Par Nathalie Boudet-Gizardin, associé et Linah Bonneville, stagiaire.

La question du droit à la publicité pour les médecins et établissements de santé est prégnante. Après avoir maintenu, depuis 1947, une interdiction générale et absolue de recourir à "tous procédés directs ou indirects de publicité" pour les professionnels de santé, et notamment pour les médecins, le législateur français leur a reconnu, du bout des lèvres, un droit d’usage de la publicité très encadré, afin de conformer sa réglementation au droit européen.

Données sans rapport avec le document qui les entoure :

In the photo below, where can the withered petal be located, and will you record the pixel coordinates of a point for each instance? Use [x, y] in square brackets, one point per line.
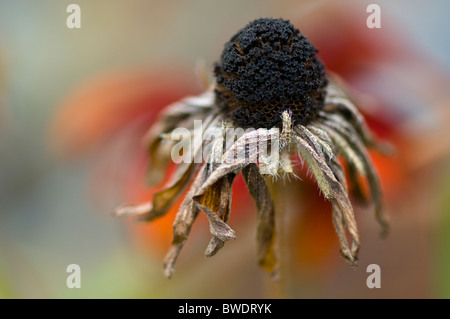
[162, 200]
[332, 189]
[266, 233]
[184, 220]
[215, 243]
[347, 132]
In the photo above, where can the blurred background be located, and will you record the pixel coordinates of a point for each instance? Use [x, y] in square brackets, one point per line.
[75, 103]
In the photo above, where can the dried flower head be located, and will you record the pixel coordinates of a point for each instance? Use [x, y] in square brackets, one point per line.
[270, 83]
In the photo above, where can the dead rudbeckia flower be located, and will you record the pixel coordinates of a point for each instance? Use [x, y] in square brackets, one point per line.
[272, 98]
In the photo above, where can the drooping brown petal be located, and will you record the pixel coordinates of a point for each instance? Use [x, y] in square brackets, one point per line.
[162, 200]
[242, 152]
[266, 218]
[216, 198]
[323, 135]
[338, 101]
[332, 189]
[338, 218]
[182, 225]
[347, 132]
[179, 114]
[215, 243]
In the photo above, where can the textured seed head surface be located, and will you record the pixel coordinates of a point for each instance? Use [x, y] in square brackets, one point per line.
[266, 68]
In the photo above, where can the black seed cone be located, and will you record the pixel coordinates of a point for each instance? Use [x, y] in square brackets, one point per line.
[266, 68]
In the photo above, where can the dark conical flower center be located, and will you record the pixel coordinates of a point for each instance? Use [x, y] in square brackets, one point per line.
[265, 69]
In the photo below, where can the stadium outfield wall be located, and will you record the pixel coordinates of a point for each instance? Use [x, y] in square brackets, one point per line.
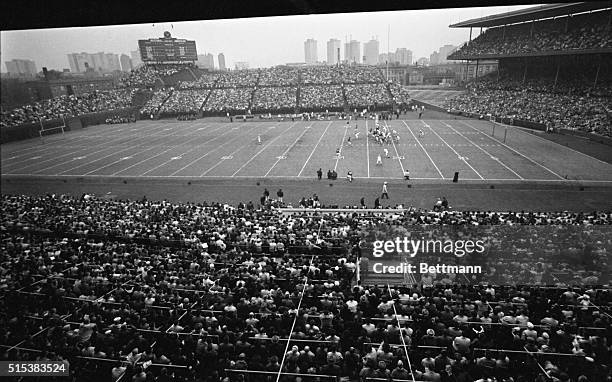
[31, 130]
[520, 123]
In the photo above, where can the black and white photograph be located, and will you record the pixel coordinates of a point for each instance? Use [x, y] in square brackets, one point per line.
[308, 192]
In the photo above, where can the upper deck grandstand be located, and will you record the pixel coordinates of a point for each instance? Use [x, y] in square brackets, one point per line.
[554, 67]
[216, 250]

Le rapport du Conseil d'Etat du 3 mai 2018 (1) avait en effet révélé que les professionnels de santé faisaient face à une distorsion de concurrence. D'une part, certains prestataires de soins non soumis au code de déontologie pouvaient faire de la publicité pour leurs activités (ostéopathes, coachs sportifs, etc.) contrairement aux professionnels de santé qui n’y étaient pas autorisés. D'autre part, certains praticiens salariés ou libéraux profitaient indirectement de la publicité réalisée par les structures dans lesquelles ils exerçaient, elles-mêmes non soumises au code de déontologie.

Ainsi, l'assouplissement des règles de publicité en faveur des professionnels de santé était motivé par la nécessité de corriger cette distorsion de concurrence, outre la nécessité de se conformer à la réglementation européenne. Elle est toutefois inversement proportionnelle à la diminution des droits des centres de santé en matière de publicité.

 

I - Une libéralisation timide de la publicité pour les professionnels de santé

Les six décrets du 22 décembre 2020 (2) ont inversé le principe d'interdiction de la publicité pour les professionnels de santé (chirurgiens-dentistes, pédicures-podologues, infirmières, sage-femmes, médecins et masseurs-kinésithérapeutes) en se conformant au droit européen.

A noter que le terme « publicité » n’est toutefois jamais utilisé, le nouveau texte autorisant simplement la communication libre et honnête d'informations « de nature à contribuer au libre choix du praticien par le patient, relatives notamment à ses compétences et pratiques professionnelles, à son parcours professionnel et aux conditions de son exercice ».

Cette liberté de communication reste toutefois extrêmement encadrée puisque la communication du médecin ne doit pas faire appel à des témoignages de tiers, reposer sur des comparaisons avec d'autres médecins ou établissements et ne pas inciter à un recours inutile à des actes de prévention ou de soins. Elle ne doit pas non plus induire le public en erreur.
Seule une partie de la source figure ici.